A titre d’exemple, un clip humoristique pour SwissCovid mettant en scène un influenceur alémanique a été diffusé en juillet sur l’application TikTok, très prisée par les plus jeunes. Avec 1,4 million de vues en 24 heures, la démarche a été considérée comme un succès.
Avec l’explosion des cas de ces derniers jours, la communication de l’OFSP a-t-elle failli? «Vous savez, le jaune de la première affiche a duré quatre jours avant de passer au rouge, sourit David Schärer. C’est impossible de vous répondre. Notre énergie, nous la consacrons à poursuivre notre travail.

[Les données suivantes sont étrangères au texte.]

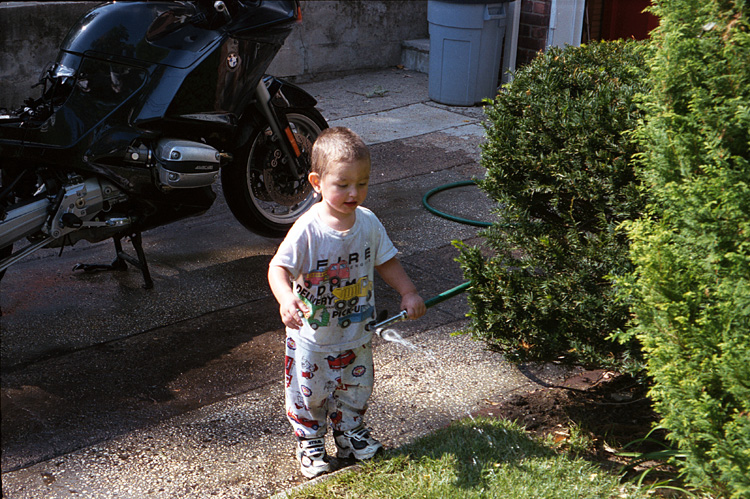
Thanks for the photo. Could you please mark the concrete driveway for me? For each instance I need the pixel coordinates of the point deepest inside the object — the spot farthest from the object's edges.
(110, 390)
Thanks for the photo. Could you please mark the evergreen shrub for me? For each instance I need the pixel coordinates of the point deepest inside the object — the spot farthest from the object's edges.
(691, 287)
(558, 157)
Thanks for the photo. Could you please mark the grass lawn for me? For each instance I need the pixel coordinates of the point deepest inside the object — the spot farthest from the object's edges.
(479, 458)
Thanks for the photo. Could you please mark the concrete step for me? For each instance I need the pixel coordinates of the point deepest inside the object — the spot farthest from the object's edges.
(415, 55)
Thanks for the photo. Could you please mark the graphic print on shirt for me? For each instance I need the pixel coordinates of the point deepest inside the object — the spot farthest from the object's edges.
(335, 295)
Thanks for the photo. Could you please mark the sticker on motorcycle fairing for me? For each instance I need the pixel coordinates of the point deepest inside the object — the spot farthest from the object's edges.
(233, 61)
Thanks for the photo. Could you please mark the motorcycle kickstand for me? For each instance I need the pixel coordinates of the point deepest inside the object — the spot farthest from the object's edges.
(119, 263)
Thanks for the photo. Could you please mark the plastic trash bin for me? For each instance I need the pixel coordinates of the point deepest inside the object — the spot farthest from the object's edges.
(466, 46)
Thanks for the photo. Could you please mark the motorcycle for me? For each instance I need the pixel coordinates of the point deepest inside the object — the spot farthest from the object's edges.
(146, 106)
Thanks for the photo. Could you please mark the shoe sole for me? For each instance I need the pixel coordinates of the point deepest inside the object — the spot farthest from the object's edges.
(352, 454)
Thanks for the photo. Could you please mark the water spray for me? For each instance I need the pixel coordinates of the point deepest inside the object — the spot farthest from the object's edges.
(379, 326)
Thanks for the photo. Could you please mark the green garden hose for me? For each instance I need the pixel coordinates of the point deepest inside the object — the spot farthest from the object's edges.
(454, 218)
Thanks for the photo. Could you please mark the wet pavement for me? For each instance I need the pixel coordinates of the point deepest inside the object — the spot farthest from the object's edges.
(110, 390)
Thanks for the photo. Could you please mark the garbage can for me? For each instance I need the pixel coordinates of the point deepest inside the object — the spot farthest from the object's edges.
(466, 46)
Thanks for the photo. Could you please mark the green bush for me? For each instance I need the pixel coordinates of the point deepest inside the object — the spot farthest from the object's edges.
(558, 159)
(692, 254)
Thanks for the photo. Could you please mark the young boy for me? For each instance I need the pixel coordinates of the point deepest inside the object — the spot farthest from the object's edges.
(322, 276)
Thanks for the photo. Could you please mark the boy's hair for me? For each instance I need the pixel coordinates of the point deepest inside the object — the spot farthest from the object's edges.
(337, 144)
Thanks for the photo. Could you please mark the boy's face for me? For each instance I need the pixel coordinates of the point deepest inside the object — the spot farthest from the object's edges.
(343, 187)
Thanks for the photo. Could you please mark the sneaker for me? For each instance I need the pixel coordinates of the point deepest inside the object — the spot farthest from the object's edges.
(312, 457)
(356, 443)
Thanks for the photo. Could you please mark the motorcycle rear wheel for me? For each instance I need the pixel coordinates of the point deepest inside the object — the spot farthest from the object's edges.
(258, 188)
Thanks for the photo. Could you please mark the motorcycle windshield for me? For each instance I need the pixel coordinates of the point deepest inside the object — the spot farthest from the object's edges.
(149, 32)
(98, 90)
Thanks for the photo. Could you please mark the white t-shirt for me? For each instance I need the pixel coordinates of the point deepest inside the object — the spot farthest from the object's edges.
(334, 273)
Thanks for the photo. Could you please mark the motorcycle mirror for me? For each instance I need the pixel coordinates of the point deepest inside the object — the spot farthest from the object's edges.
(221, 8)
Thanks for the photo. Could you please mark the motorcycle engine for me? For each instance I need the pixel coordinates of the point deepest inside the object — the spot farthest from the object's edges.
(186, 164)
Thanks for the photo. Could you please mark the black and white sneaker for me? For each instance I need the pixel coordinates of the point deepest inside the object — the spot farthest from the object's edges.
(356, 444)
(312, 457)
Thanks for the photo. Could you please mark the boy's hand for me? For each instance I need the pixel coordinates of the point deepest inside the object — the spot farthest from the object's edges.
(290, 309)
(414, 305)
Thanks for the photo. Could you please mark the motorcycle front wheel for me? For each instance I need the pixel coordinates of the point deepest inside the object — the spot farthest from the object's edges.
(258, 187)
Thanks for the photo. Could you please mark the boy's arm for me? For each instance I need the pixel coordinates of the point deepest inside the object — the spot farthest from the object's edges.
(289, 303)
(395, 276)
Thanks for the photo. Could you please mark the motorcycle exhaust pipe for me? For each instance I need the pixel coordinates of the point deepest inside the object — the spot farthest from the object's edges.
(23, 221)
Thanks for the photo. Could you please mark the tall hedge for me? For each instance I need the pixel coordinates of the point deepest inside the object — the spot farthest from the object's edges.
(558, 157)
(692, 254)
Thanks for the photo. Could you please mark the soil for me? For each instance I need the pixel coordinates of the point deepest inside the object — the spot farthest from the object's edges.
(611, 409)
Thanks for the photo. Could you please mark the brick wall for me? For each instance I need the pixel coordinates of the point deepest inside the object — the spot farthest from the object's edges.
(532, 29)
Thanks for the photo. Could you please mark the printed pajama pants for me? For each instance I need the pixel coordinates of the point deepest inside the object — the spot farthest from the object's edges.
(327, 385)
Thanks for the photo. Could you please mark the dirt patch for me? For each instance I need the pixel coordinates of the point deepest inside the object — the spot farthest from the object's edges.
(611, 409)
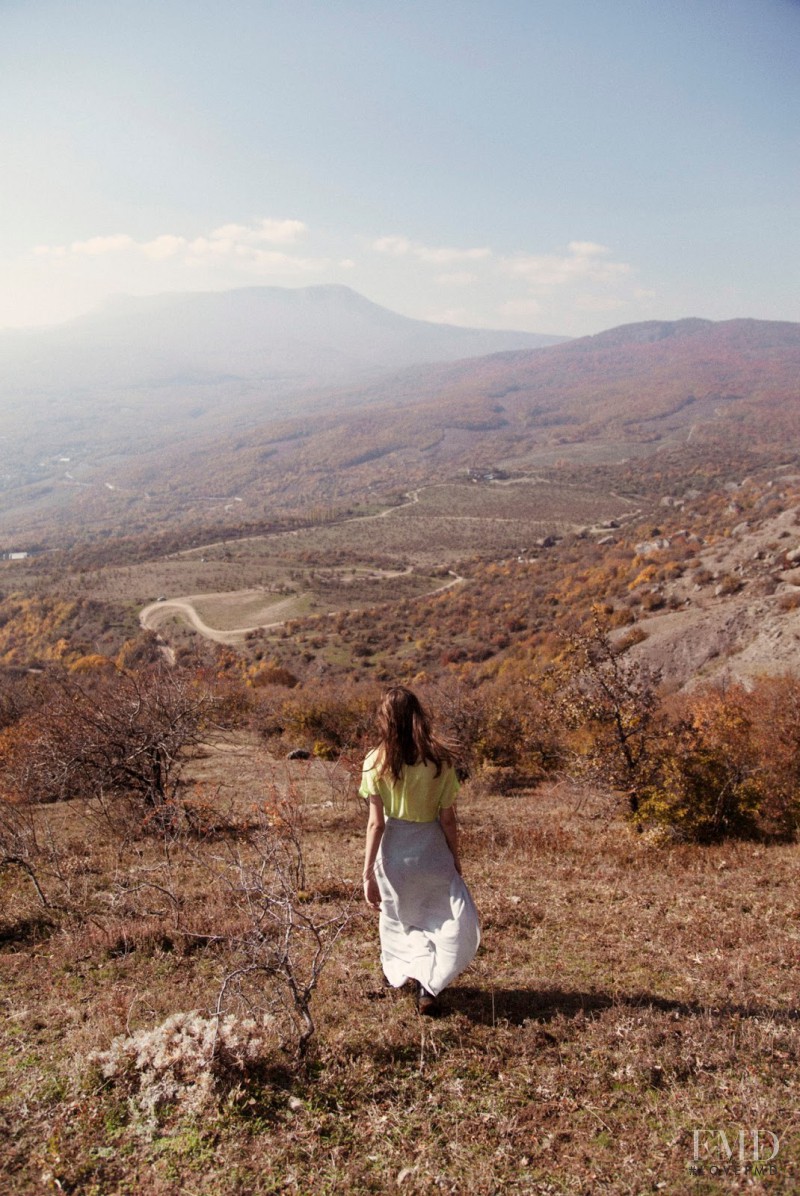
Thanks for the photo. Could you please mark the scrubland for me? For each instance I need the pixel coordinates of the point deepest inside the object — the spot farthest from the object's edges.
(626, 995)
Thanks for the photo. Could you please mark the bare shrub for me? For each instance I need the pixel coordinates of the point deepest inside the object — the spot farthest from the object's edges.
(611, 705)
(118, 733)
(287, 939)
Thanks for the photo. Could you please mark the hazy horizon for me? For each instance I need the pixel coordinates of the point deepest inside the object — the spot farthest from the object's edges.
(559, 169)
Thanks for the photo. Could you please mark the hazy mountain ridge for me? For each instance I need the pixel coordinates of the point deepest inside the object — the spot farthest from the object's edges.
(622, 394)
(307, 336)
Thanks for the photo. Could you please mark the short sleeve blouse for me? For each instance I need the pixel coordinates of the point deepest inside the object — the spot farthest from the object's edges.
(417, 794)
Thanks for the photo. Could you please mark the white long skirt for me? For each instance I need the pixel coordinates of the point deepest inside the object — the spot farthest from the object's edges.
(429, 927)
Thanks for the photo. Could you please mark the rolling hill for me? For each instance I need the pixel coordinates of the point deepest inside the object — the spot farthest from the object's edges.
(238, 451)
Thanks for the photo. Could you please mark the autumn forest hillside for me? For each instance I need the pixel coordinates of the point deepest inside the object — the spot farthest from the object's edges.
(586, 559)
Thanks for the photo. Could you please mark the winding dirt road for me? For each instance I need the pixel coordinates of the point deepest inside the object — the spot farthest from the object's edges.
(157, 614)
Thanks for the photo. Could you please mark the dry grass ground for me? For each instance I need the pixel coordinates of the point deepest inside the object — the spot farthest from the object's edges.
(624, 996)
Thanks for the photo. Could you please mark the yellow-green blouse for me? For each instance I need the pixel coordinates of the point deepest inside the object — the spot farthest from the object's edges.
(417, 795)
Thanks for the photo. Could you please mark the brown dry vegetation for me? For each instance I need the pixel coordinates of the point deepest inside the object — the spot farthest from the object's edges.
(624, 995)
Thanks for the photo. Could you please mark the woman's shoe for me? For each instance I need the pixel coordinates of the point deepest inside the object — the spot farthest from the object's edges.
(426, 1002)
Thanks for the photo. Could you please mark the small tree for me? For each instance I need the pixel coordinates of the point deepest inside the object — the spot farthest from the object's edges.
(611, 705)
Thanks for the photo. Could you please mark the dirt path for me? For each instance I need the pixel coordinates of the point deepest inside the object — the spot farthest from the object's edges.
(157, 614)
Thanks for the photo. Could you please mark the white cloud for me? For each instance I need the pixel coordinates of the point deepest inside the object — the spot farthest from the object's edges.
(234, 243)
(520, 307)
(401, 246)
(585, 261)
(163, 246)
(98, 245)
(275, 232)
(457, 279)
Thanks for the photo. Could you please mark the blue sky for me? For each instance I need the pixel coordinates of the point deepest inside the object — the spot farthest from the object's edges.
(553, 165)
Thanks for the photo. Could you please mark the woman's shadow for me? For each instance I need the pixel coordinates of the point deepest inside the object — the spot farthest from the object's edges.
(487, 1006)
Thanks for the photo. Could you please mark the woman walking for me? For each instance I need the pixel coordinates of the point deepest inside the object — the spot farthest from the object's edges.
(411, 870)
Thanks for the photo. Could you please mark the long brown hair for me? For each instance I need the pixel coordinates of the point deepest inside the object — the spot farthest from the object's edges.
(405, 734)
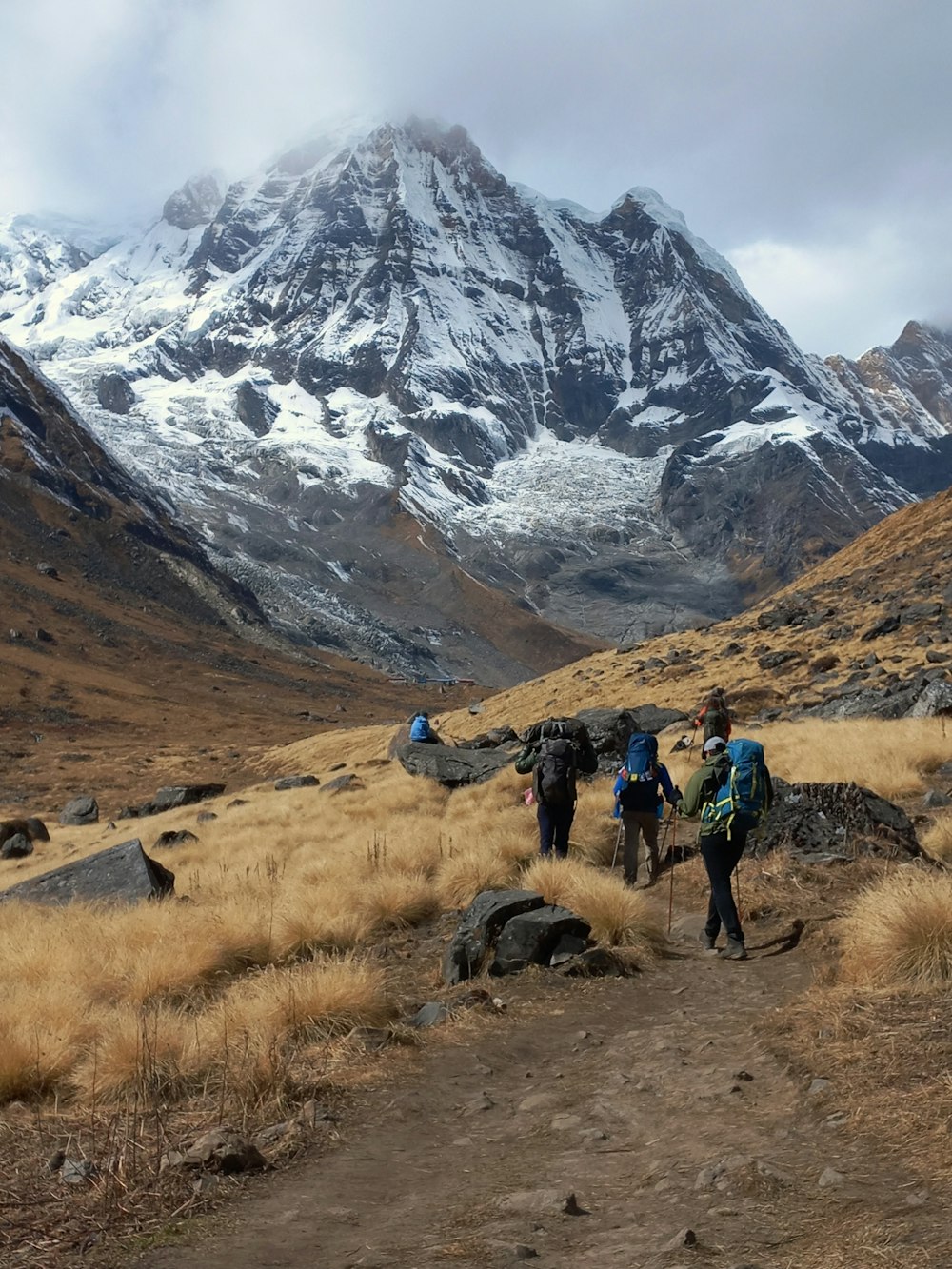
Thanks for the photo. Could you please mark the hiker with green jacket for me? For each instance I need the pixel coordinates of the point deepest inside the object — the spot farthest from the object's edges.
(722, 842)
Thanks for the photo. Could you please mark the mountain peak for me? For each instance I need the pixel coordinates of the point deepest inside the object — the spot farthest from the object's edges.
(194, 203)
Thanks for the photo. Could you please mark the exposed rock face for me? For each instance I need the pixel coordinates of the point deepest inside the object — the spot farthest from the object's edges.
(121, 875)
(433, 376)
(114, 393)
(819, 823)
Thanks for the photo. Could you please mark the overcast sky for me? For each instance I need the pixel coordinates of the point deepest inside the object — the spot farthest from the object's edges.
(806, 140)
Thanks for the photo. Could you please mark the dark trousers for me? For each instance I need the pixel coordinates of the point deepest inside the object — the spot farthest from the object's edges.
(722, 856)
(554, 825)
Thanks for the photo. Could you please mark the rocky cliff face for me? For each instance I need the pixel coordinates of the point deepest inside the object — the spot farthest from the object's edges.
(381, 378)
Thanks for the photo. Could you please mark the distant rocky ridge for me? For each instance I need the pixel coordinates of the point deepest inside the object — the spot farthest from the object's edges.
(407, 401)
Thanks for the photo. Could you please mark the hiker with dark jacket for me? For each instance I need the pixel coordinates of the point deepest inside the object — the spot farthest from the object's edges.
(555, 751)
(722, 843)
(638, 801)
(715, 716)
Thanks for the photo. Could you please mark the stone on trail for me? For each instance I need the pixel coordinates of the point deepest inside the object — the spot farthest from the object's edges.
(479, 928)
(79, 811)
(173, 838)
(532, 937)
(296, 782)
(452, 768)
(121, 875)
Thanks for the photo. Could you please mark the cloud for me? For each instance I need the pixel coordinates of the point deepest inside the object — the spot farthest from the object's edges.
(799, 138)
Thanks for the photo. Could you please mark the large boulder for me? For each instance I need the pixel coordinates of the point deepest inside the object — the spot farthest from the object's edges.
(533, 937)
(823, 823)
(121, 875)
(479, 928)
(451, 766)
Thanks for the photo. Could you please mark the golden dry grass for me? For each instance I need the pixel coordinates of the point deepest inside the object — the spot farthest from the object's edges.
(899, 932)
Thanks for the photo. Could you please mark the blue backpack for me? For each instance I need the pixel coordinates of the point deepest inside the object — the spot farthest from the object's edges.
(744, 788)
(642, 759)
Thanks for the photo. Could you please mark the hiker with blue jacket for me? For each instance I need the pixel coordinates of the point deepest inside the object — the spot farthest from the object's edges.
(731, 791)
(636, 800)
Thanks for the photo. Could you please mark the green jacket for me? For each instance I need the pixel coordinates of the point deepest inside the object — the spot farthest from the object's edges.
(703, 787)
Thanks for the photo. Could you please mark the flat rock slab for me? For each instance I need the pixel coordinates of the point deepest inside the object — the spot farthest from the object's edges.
(533, 937)
(479, 928)
(452, 768)
(121, 875)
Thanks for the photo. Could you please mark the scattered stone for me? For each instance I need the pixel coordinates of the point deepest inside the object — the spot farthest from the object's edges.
(430, 1014)
(17, 846)
(452, 768)
(532, 937)
(571, 1206)
(223, 1150)
(79, 811)
(296, 782)
(682, 1239)
(121, 875)
(479, 928)
(78, 1172)
(170, 838)
(171, 797)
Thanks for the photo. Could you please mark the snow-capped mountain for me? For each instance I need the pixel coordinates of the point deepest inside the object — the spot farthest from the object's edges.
(381, 378)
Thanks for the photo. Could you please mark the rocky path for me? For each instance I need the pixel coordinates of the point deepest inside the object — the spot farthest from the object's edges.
(684, 1141)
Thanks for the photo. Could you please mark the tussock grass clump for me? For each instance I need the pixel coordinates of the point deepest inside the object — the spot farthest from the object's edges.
(899, 933)
(937, 839)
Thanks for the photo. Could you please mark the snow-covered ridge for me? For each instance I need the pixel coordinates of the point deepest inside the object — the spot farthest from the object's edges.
(384, 321)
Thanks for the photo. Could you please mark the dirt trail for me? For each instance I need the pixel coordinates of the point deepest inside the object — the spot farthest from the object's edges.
(647, 1098)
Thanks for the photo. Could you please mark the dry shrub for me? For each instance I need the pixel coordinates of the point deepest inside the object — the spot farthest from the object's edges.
(395, 900)
(937, 839)
(465, 876)
(619, 915)
(899, 932)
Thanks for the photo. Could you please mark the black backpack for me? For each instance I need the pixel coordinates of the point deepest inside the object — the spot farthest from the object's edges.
(554, 773)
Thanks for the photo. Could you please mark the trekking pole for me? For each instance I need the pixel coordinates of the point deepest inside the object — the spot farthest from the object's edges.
(670, 891)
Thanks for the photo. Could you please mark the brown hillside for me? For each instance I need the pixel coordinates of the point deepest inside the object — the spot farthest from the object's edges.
(901, 568)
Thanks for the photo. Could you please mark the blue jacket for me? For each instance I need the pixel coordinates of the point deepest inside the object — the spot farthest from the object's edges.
(643, 795)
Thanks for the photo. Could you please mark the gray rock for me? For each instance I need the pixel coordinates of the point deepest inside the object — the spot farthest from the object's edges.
(223, 1150)
(430, 1014)
(121, 875)
(17, 846)
(345, 783)
(114, 392)
(452, 768)
(479, 928)
(935, 701)
(296, 782)
(532, 937)
(80, 810)
(171, 838)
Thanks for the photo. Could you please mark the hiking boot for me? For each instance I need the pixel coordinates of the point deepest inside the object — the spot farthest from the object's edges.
(735, 949)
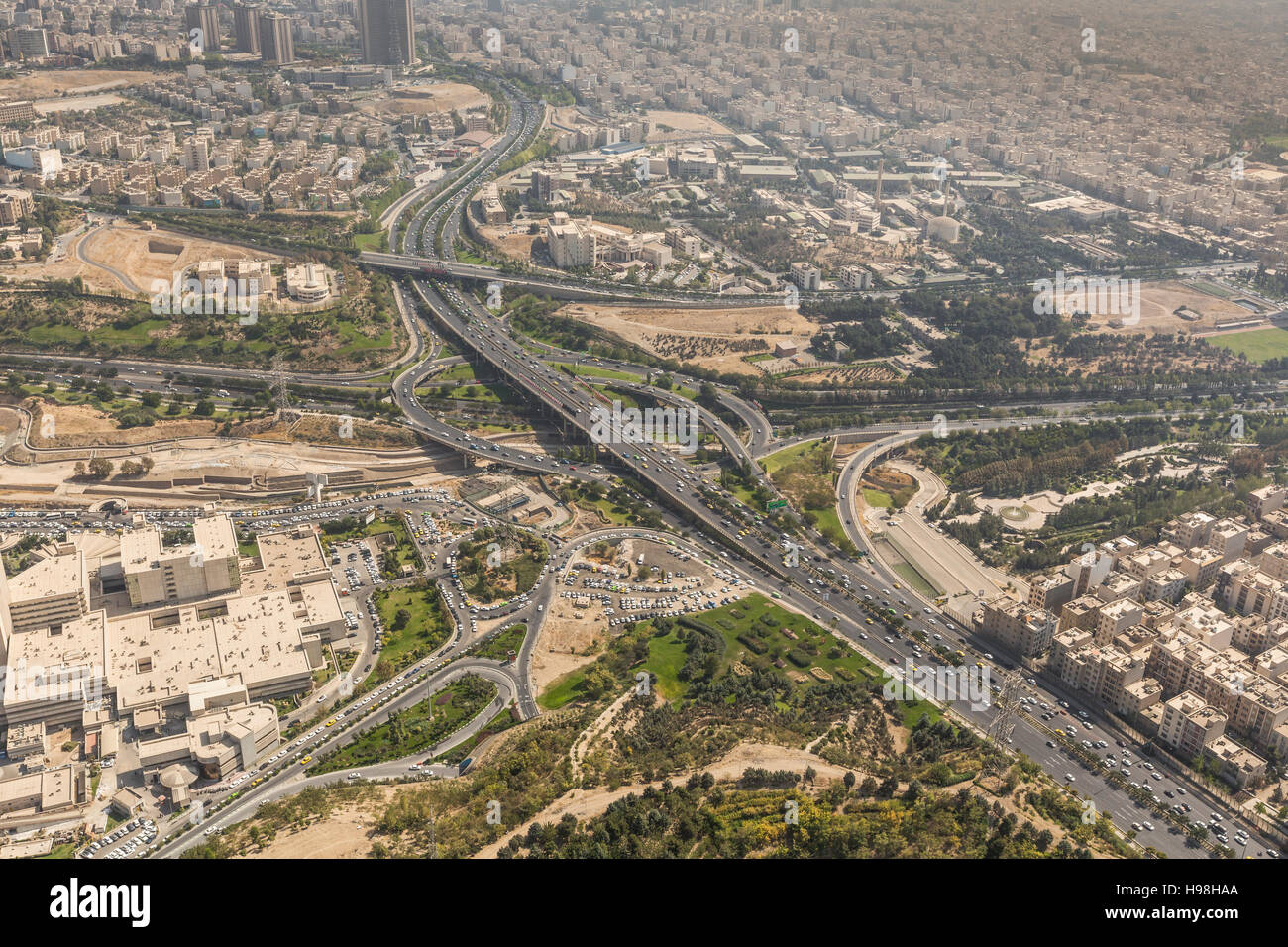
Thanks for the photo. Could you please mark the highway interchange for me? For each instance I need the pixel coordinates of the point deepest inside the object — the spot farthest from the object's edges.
(816, 582)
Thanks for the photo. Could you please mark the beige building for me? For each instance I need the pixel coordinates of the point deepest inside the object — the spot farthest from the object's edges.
(50, 789)
(219, 741)
(191, 633)
(1019, 626)
(206, 567)
(1190, 723)
(571, 244)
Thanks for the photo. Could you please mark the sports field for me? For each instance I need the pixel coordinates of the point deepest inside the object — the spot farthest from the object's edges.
(1256, 346)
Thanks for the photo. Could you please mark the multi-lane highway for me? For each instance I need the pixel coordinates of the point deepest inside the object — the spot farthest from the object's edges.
(797, 566)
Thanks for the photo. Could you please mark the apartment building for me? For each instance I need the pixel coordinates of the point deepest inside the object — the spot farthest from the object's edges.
(1018, 626)
(806, 277)
(570, 243)
(1190, 724)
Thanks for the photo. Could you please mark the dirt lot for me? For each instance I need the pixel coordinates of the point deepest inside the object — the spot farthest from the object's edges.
(425, 99)
(46, 84)
(850, 375)
(516, 247)
(1160, 299)
(125, 248)
(734, 333)
(574, 637)
(686, 124)
(80, 425)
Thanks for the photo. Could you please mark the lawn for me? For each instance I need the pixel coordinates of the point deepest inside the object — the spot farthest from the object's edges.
(760, 621)
(780, 459)
(914, 579)
(498, 648)
(592, 371)
(428, 628)
(416, 728)
(402, 552)
(1257, 346)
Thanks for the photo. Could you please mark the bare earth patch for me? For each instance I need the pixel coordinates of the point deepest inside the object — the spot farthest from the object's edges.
(725, 337)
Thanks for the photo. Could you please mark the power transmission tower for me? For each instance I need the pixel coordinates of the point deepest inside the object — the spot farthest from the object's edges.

Le temps du bilan n’est vraiment pas venu.»
Réagir vite – les dernières affiches et la vidéo ont été réalisées en cinq jours – mais aussi anticiper. «Nous réfléchissons, bien sûr, en termes de scenarii, et réévaluons constamment la situation et les besoins, en concertation avec les spécialistes», indique Adrian Kammer. Nous ne saurons pas quelles prochaines affiches et messages l’équipe a sur le feu. David Schärer doit déjà filer au Département fédéral de l’intérieur, où Alain Berset participe lui aussi à la dernière vidéo. La com n’attend pas.